Cryptographic Hash Functions & Digital Signatures

Feb 27, 2021
11 min read

Updated: Feb 28, 2021

Understanding Bitcoin on a deep technical level

Disclaimer: Content is summarised from Chapter 2 of 'Grokking Bitcoin' by Kalle Rosenbaum

Contents:

2. Cryptographic Hash Functions & Digital Signatures • The cookie token spreadsheet • Cryptographic hashes

• Digital Signatures

• Summary

2.1 The cookie token spreadsheet

E.g. There’s a cafe in the office where you work. Your office uses a spreadsheet to keep track of cookie tokens, CT. You can exchange CT for cookies in the cafe.

Lisa stores this spreadsheet on her computer. It’s shared read-only for everybody on the office network to open and watch, except Lisa. Everybody trusts her. She has full access to do whatever she likes with the spreadsheet.

If Alice wants a cookie, she asks Lisa, who sits right next to the cafe, to transfer 10 CT from Alice to the cafe.
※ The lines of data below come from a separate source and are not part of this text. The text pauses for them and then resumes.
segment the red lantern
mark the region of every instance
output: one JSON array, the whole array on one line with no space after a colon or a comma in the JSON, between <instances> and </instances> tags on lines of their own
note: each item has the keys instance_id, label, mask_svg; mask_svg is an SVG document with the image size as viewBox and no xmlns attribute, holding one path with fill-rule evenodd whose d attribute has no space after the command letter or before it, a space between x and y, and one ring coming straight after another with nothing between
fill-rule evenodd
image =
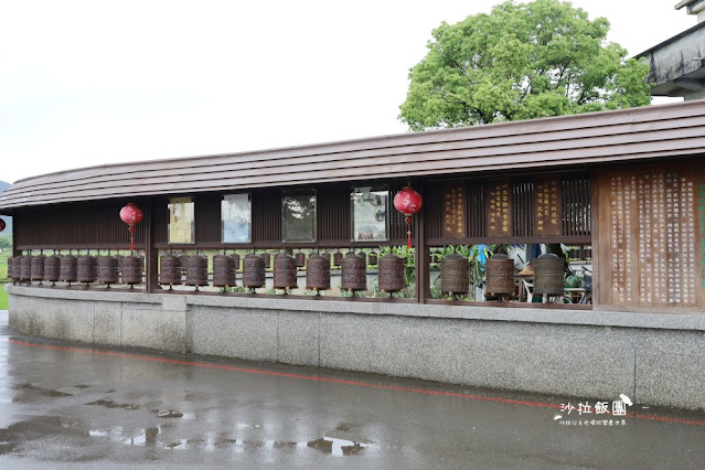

Lisa knows who Alice is & can verify in the spreadsheet that she owns enough cookie tokens; she’ll search for “Alice” & sum all amounts with Alice’s name in the To column & subtract all amounts with Alice’s name in the From column. Lisa calculates that Alice has 70 CT, enough for Alice to pay 10 CT to the cafe. She appends a row at the end of the spreadsheet.The cafe sees this new row in the spreadsheet & hands a cookie over to Alice.

Table 2.2 is your starting point for learning how BTC works. Every chapter will take us closer to the end result: Bitcoin.

2.2 Cryptographic Hashes

A person produces the same fingerprint of her left thumb every time it’s taken,

but it’s extremely hard to find another person with the same fingerprint. The fingerprint doesn’t disclose any info about the person. Cryptographic hashes are used everywhere in BTC. Think of a cryptographic hash as a fingerprint. To create a cryptographic hash of a file, you send the file into a computer program; "cryptographic hash function".

A bit is the smallest unit of info in a computer. It can take either of 2 values: 0 or 1. A byte is 8 bits that together can take 256 different values. We often use hexadecimal, or hex, encoding when we display numbers in this book. Each byte is printed as 2 hex digits each in the range 0–f, where a = 10 and f = 15.

E.g. Creating a cryptographic hash of a cat picture

Output; "hash", is a 256-bit number; 256 bits = 32 bytes as 1 byte consists of 8 bits. Compare that to the size of the cat picture is 1.21 MB. The particular cryptographic hash function used in this e.g. is"SHA256" (Secure Hash Algorithm with 256-bit output) & is the most commonly used one in BTC.

"Hash" means something that’s chopped into small pieces or mixed up. Cryptographic hash function takes the cat picture & performs a mathematical calculation on it. Out comes a big number, cryptographic hash, that doesn’t look remotely like a cat. You can’t “reconstruct” the cat picture from just the hash; a cryptographic hash function is a one-way function. When you change the cat picture a little & run it through the same cryptographic hash function, hash turns out completely different but the length of the hash is always the same regardless of input.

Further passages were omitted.